Van je familie moet je het hebben

Is het verboden om zaken te doen met je broer? Dat is een terechte vraag van de Haagse huisarts tegen wie een eveneens Haagse openbare apotheker een kort geding aanspant. De huisarts heeft een financieel belang in een gezondheidscentrum, en volgens de apotheker ook in de apotheek die daarin nu is gevestigd.

Strikt genomen heeft de huisarts gelijk. De Geneesmiddelenwet ziet wel toe op scheiding tussen voorschrijver en verstrekker van geneesmiddelen, maar heeft niets te zeggen over zaken doen binnen de familie. Ook andere wetten verbieden broers niet om zaken te doen met elkaar. Ook niet in een gezondheidscentrum en ook niet als daarin wordt voorzien in een huisartspraktijk en een apotheek. Zo lang de financiële belangen van de huisartspraktijk en de apotheek maar strikt van elkaar gescheiden zijn. De broers zullen ongetwijfeld lering hebben getrokken uit de Boxmeerzaak, waarbij huisartsen een belang hadden in een apotheek. De rechter stak hier terecht een stokje voor.
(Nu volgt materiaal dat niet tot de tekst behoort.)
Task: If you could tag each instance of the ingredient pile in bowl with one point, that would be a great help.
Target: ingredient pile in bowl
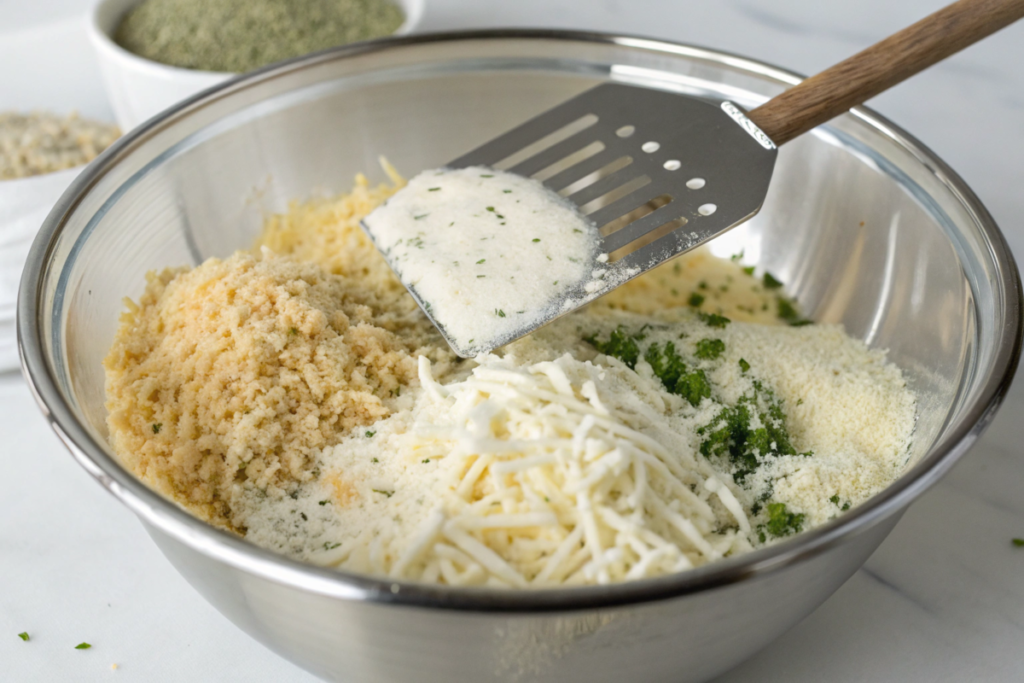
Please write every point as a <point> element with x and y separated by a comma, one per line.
<point>296,395</point>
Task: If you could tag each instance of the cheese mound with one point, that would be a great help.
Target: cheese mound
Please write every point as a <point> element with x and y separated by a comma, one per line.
<point>547,468</point>
<point>233,373</point>
<point>297,396</point>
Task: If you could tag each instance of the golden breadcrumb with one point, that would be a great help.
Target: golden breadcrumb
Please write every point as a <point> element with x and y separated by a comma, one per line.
<point>241,370</point>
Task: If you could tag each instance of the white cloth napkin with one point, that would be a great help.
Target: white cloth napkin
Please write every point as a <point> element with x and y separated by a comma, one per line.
<point>24,205</point>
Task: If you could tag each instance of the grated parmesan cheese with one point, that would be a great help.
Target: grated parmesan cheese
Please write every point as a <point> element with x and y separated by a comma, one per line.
<point>557,461</point>
<point>544,468</point>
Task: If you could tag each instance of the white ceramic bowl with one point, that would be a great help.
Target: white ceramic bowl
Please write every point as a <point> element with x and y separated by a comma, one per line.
<point>865,225</point>
<point>138,88</point>
<point>24,206</point>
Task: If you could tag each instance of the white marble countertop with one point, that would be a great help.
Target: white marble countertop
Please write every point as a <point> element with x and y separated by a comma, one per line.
<point>941,600</point>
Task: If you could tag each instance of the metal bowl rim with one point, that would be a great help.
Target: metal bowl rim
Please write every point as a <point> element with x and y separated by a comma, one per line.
<point>161,514</point>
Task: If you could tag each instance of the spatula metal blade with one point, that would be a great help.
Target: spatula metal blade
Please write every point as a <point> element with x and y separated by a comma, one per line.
<point>658,173</point>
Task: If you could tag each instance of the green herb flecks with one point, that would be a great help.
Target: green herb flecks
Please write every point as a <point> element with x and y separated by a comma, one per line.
<point>669,367</point>
<point>732,434</point>
<point>714,319</point>
<point>788,312</point>
<point>710,349</point>
<point>621,344</point>
<point>781,522</point>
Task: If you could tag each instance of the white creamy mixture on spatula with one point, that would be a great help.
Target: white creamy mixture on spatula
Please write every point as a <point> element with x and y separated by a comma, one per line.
<point>488,253</point>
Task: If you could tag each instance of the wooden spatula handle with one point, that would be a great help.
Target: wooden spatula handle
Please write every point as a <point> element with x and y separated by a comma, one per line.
<point>853,81</point>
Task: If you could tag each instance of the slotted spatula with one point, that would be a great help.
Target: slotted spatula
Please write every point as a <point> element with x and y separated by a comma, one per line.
<point>660,173</point>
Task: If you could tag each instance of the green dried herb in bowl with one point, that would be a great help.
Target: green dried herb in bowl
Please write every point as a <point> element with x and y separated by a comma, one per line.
<point>241,35</point>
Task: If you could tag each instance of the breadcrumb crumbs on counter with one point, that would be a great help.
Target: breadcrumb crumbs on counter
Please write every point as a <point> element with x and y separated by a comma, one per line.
<point>206,353</point>
<point>41,142</point>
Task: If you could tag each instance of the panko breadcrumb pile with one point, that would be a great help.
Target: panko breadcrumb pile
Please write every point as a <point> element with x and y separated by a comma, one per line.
<point>296,395</point>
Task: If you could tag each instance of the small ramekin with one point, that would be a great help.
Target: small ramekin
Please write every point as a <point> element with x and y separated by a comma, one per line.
<point>138,88</point>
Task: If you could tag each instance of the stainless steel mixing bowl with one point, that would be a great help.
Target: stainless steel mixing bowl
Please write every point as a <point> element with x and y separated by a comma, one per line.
<point>867,227</point>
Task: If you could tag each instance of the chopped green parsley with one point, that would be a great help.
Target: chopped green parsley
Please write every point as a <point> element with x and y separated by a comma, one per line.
<point>710,349</point>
Maar er is natuurlijk meer dan het ‘strikt genomen’ gelijk alleen. De huisarts heeft een patiëntenpopulatie. De apotheker die nu een kort geding tegen hem aanspant eveneens. En die populaties overlappen elkaar ongetwijfeld voor een belangrijk deel. Wat is dan logischer dan die apotheker in dat gezondheidscentrum te laten participeren? Als ik interviews hou bij gezondheidscentra en vraag of er ook een apotheker bij betrokken is, krijg ik té vaak te horen dat die stap nog niet is gezet, want ‘het is zo al moeilijk genoeg’. Alsof samenwerking tussen huisarts en apotheek niet in het belang van de patiënt zou zijn. Bovendien: van zaken doen met je eigen familie kunnen ook de vreselijkste ruzies komen. Ik vraag mij af hoe slim die huisarts en zijn broer bezig zijn.